Possible neural machineries involved

Similar to experiments that acutely stimulate the vagus nerve8, in the current study, TENS-induced HR decrement appeared restrictively to the stimulation duration; and following TENS offset, HR recovered within a short period thereby lost therapeutic benefits. Yet, for lasting vagal stimulation exhibits protective effects in heart failure patients2, it suggesting long-term vagal stimulation could induce plastic changes in the autonomic nervous system regulating heart physiology12. Though candidate mechanisms, such as causing damage in the stellate ganglion19 and modifying cholinergic neurotransmission in nerve endings10 have been proposed, detailed machinery underlying the carryover effect of vagal stimulation is an interesting issue that needs to be further investigated.

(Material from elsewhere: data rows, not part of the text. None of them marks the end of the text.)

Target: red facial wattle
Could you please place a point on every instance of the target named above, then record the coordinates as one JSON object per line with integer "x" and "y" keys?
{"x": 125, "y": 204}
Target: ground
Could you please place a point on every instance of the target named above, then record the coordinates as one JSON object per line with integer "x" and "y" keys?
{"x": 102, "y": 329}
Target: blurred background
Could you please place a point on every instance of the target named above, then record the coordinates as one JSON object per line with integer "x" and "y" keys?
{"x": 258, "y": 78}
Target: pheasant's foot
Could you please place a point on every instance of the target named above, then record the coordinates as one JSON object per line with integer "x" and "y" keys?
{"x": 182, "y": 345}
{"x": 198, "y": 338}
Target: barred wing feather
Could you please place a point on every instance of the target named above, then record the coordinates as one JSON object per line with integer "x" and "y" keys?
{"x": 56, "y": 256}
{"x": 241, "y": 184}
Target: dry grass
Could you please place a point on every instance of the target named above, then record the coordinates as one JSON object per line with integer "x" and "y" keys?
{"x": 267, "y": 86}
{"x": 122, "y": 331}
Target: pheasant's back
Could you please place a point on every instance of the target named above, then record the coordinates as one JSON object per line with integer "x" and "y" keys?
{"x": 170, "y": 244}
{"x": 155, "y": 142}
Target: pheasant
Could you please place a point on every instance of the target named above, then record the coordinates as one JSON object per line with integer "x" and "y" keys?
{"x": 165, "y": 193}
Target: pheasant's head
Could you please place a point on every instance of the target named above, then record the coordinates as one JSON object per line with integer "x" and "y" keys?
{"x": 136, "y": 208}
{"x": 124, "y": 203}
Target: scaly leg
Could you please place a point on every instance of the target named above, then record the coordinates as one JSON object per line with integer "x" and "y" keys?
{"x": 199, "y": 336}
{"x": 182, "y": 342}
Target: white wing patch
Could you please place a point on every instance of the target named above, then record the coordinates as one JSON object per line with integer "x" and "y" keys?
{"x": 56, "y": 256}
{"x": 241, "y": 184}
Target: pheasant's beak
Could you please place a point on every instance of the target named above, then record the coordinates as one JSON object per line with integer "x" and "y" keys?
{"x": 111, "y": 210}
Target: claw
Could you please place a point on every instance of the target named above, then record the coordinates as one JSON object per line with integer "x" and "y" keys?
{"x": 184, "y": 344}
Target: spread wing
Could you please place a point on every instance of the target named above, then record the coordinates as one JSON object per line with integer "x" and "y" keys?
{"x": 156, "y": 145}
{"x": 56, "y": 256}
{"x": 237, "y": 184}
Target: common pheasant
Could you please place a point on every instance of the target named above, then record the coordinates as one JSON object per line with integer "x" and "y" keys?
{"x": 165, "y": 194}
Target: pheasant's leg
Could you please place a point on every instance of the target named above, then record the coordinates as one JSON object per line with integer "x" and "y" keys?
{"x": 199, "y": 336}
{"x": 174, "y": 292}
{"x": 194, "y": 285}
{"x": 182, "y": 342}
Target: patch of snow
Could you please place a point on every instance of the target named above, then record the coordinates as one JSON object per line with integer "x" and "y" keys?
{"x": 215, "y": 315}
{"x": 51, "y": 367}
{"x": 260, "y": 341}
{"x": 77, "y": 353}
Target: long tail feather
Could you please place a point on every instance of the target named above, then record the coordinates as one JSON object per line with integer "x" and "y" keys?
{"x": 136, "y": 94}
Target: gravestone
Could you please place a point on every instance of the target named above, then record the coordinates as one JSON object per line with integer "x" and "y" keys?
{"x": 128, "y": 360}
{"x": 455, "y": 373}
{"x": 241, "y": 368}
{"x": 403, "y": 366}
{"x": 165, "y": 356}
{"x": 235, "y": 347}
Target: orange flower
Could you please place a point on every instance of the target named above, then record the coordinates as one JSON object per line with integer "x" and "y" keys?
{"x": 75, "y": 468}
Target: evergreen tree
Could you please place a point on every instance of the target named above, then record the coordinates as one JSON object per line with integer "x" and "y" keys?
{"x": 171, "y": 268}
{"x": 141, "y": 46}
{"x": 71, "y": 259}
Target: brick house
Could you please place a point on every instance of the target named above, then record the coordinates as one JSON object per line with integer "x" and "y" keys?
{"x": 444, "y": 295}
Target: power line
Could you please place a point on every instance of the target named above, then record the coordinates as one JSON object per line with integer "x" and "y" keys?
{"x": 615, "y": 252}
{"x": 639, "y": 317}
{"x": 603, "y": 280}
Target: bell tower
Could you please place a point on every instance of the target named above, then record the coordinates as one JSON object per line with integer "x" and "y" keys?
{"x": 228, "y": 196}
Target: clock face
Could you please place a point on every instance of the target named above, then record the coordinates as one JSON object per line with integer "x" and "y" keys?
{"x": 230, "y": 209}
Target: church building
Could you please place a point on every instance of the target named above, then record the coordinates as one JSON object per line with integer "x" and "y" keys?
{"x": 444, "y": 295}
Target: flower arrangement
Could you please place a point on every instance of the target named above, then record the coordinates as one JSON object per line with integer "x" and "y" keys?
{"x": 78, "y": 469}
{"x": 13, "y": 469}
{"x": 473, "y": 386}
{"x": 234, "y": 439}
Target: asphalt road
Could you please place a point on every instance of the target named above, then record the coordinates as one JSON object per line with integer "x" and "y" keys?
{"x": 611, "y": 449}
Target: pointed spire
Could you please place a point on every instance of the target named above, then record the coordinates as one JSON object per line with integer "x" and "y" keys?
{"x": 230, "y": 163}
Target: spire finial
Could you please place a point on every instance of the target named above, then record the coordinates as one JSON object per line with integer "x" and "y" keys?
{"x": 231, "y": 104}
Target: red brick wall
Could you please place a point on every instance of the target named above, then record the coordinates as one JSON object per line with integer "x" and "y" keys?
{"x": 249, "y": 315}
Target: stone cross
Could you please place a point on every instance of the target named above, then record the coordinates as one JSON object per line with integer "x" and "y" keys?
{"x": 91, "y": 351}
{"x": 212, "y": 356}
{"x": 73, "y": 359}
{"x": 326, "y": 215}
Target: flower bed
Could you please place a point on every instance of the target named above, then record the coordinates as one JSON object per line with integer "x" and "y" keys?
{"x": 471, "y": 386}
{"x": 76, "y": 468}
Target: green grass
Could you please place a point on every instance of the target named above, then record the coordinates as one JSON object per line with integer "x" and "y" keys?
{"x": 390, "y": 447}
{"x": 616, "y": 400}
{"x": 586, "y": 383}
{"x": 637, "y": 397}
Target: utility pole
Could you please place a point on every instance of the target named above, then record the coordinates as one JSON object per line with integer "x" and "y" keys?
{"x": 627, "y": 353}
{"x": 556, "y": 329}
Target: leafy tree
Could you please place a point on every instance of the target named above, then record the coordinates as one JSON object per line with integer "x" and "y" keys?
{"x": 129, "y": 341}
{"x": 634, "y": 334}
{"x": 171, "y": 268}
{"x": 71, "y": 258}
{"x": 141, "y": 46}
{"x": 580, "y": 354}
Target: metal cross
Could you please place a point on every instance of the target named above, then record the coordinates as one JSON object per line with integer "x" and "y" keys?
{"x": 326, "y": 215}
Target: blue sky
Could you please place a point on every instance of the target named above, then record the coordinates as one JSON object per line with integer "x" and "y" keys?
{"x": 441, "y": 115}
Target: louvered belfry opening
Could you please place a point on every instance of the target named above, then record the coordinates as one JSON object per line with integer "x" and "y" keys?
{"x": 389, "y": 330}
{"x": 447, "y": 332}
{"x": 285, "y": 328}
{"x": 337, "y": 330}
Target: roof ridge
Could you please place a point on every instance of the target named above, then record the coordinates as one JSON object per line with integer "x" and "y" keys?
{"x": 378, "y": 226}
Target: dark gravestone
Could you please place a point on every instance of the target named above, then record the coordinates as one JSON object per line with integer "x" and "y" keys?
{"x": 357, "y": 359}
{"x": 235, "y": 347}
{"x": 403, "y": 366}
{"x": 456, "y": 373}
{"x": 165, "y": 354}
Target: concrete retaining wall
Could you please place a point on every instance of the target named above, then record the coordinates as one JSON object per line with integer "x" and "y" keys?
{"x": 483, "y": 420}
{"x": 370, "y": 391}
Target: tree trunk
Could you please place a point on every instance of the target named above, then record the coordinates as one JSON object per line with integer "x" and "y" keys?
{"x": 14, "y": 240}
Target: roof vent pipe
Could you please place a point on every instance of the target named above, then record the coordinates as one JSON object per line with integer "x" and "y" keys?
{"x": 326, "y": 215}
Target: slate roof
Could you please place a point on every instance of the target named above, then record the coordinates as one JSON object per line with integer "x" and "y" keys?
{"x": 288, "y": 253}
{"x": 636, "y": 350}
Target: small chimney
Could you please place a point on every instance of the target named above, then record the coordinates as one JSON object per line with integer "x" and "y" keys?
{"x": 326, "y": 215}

Instead of regular square wave pulses delivered from a standard stimulator, or parameters of a constant pulse width (around 0.1–0.5 ms) and frequency (around 1–25 Hz) with a duty cycle of about 50% in the auricle TESN19,20, we applied subjects with a build-in waveform output from commercial equipment that stimulating frequency was ramp up and ramp down (2–10 and 10–200) with a duty cycle more than 90%. Though our protocol faithfully mimicked clinical scenarios in the physiotherapy department, further studies are warranted to elucidate if high stimulation frequency and/or duty cycle displays faster/higher therapeutic benefits. Moreover, stimulating subjects using square wave pulses, in which the amount of injected current can be assayed precisely, will clearly define the dose–response relationship between TENS and HR decrements.

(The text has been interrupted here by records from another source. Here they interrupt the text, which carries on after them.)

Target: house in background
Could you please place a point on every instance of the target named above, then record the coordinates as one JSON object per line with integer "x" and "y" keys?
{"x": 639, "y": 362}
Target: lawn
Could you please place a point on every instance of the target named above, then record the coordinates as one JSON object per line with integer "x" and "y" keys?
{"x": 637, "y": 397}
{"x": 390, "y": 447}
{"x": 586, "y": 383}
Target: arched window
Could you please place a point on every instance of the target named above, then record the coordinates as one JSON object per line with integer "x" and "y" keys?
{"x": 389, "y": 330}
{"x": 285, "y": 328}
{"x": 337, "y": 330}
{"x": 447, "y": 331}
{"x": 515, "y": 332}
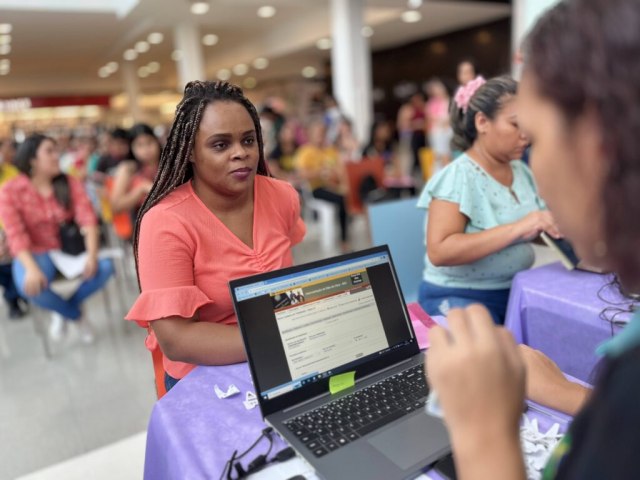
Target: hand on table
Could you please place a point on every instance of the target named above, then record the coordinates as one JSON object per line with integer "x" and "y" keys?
{"x": 478, "y": 373}
{"x": 547, "y": 385}
{"x": 531, "y": 225}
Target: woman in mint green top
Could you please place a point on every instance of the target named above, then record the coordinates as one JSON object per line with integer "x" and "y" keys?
{"x": 482, "y": 209}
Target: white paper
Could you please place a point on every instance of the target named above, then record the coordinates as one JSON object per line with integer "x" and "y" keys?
{"x": 72, "y": 266}
{"x": 231, "y": 391}
{"x": 537, "y": 446}
{"x": 250, "y": 400}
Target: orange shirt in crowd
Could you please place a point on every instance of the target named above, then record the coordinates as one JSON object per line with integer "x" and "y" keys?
{"x": 187, "y": 256}
{"x": 32, "y": 222}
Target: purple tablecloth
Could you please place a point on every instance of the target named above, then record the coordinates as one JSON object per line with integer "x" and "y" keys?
{"x": 192, "y": 433}
{"x": 558, "y": 311}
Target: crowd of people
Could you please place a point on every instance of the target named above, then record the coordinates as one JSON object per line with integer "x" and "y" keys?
{"x": 220, "y": 199}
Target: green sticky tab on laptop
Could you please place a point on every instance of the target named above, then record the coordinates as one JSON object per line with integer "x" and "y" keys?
{"x": 337, "y": 383}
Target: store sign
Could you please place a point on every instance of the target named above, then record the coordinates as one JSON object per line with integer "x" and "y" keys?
{"x": 26, "y": 103}
{"x": 15, "y": 104}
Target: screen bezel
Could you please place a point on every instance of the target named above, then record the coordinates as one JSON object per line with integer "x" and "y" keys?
{"x": 314, "y": 389}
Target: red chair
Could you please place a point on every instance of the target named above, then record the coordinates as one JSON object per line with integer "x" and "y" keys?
{"x": 357, "y": 172}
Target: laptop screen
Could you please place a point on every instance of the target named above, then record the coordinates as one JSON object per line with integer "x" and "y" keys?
{"x": 307, "y": 323}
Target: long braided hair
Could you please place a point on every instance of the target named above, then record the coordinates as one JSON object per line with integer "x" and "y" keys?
{"x": 175, "y": 167}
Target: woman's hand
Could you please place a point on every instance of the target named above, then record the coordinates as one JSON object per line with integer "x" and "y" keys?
{"x": 34, "y": 281}
{"x": 479, "y": 376}
{"x": 530, "y": 226}
{"x": 547, "y": 385}
{"x": 91, "y": 267}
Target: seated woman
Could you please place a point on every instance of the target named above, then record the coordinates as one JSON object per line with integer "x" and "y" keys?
{"x": 32, "y": 207}
{"x": 483, "y": 208}
{"x": 579, "y": 100}
{"x": 133, "y": 178}
{"x": 213, "y": 214}
{"x": 320, "y": 166}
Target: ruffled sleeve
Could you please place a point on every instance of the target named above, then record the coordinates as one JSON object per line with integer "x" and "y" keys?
{"x": 165, "y": 266}
{"x": 464, "y": 183}
{"x": 167, "y": 302}
{"x": 298, "y": 229}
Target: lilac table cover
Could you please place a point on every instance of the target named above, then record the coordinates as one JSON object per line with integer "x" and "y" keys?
{"x": 192, "y": 433}
{"x": 558, "y": 311}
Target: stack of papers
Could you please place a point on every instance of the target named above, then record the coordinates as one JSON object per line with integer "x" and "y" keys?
{"x": 537, "y": 446}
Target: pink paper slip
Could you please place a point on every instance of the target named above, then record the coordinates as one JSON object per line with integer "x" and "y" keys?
{"x": 422, "y": 322}
{"x": 416, "y": 313}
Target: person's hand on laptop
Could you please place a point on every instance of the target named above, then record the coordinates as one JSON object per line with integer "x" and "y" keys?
{"x": 479, "y": 376}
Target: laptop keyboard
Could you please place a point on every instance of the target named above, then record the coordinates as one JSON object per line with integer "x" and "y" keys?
{"x": 348, "y": 418}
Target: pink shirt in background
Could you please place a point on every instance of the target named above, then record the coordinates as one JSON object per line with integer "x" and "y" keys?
{"x": 187, "y": 256}
{"x": 32, "y": 222}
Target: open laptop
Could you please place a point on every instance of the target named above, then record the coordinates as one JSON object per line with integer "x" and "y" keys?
{"x": 305, "y": 324}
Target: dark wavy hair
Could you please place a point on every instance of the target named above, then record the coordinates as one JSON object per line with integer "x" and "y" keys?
{"x": 175, "y": 168}
{"x": 488, "y": 100}
{"x": 584, "y": 56}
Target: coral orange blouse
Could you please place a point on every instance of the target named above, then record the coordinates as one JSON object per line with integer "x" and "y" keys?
{"x": 187, "y": 256}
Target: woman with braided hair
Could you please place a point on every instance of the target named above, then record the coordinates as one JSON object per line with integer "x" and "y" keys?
{"x": 213, "y": 214}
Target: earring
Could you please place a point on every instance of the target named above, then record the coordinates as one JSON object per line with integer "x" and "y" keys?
{"x": 600, "y": 248}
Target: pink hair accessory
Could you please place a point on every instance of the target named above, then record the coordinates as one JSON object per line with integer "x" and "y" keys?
{"x": 465, "y": 92}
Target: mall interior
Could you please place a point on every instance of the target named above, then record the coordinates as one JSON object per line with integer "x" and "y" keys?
{"x": 372, "y": 76}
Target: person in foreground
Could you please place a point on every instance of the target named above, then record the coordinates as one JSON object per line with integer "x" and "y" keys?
{"x": 213, "y": 214}
{"x": 578, "y": 100}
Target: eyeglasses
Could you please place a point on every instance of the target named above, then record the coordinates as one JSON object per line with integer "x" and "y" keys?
{"x": 617, "y": 313}
{"x": 233, "y": 465}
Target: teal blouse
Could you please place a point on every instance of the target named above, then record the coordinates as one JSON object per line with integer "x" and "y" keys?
{"x": 487, "y": 204}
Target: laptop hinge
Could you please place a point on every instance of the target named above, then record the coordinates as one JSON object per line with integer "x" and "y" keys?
{"x": 313, "y": 399}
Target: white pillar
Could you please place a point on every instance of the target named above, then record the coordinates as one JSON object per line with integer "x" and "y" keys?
{"x": 186, "y": 38}
{"x": 524, "y": 15}
{"x": 132, "y": 89}
{"x": 351, "y": 65}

Controversy in the laterality of vagal stimulation

A study has recently demonstrated left-sided cervical vagal nerve stimulation caused stronger bradycardic, hypotensive, and tachypnea effects in anesthetized hypertensive rats than right-sided stimulation21. Whether species difference underlies such a discrepancy; or general anesthesia and/or pathological hypertension modify the laterality of cardiac vagal tone needs to be clarified. Notably, for several nerves and blood vessels that pass through the cervical region, applying current directly to such a narrow region is clinical contraindicated for it could reflexively induce laryngeal spasm and/or rapid fall in blood pressure22.

Potential bias

In this study, we initially allocated participants into two groups; and participants were recruited into an additional group for the result of the preliminary analysis revealed TENS could activate vagal tone. Such an unusual recruitment protocol could give rise to selection bias that affects the results of this study. On the other hand, though we have tried our best to keep participants blind in their treatment before TENS stimulation, as it was clear that the TENS was applied to the right or the left shoulder, or if the power was not on for the sham group, the patient did know what treatment they received. Further studies ruling out the potential bias caused by inadequate blinding are needed to clarify the effects of TENS.

Conclusion

Results in this study demonstrated a potential impact of TENS on autonomic tone regulating cardiac rhythm in clinical practices; and thereby not only suggested TENS as a potential supplement therapy for cardiac diseases but also reminded therapist/physician to carefully monitor the potential adverse events for patient safety.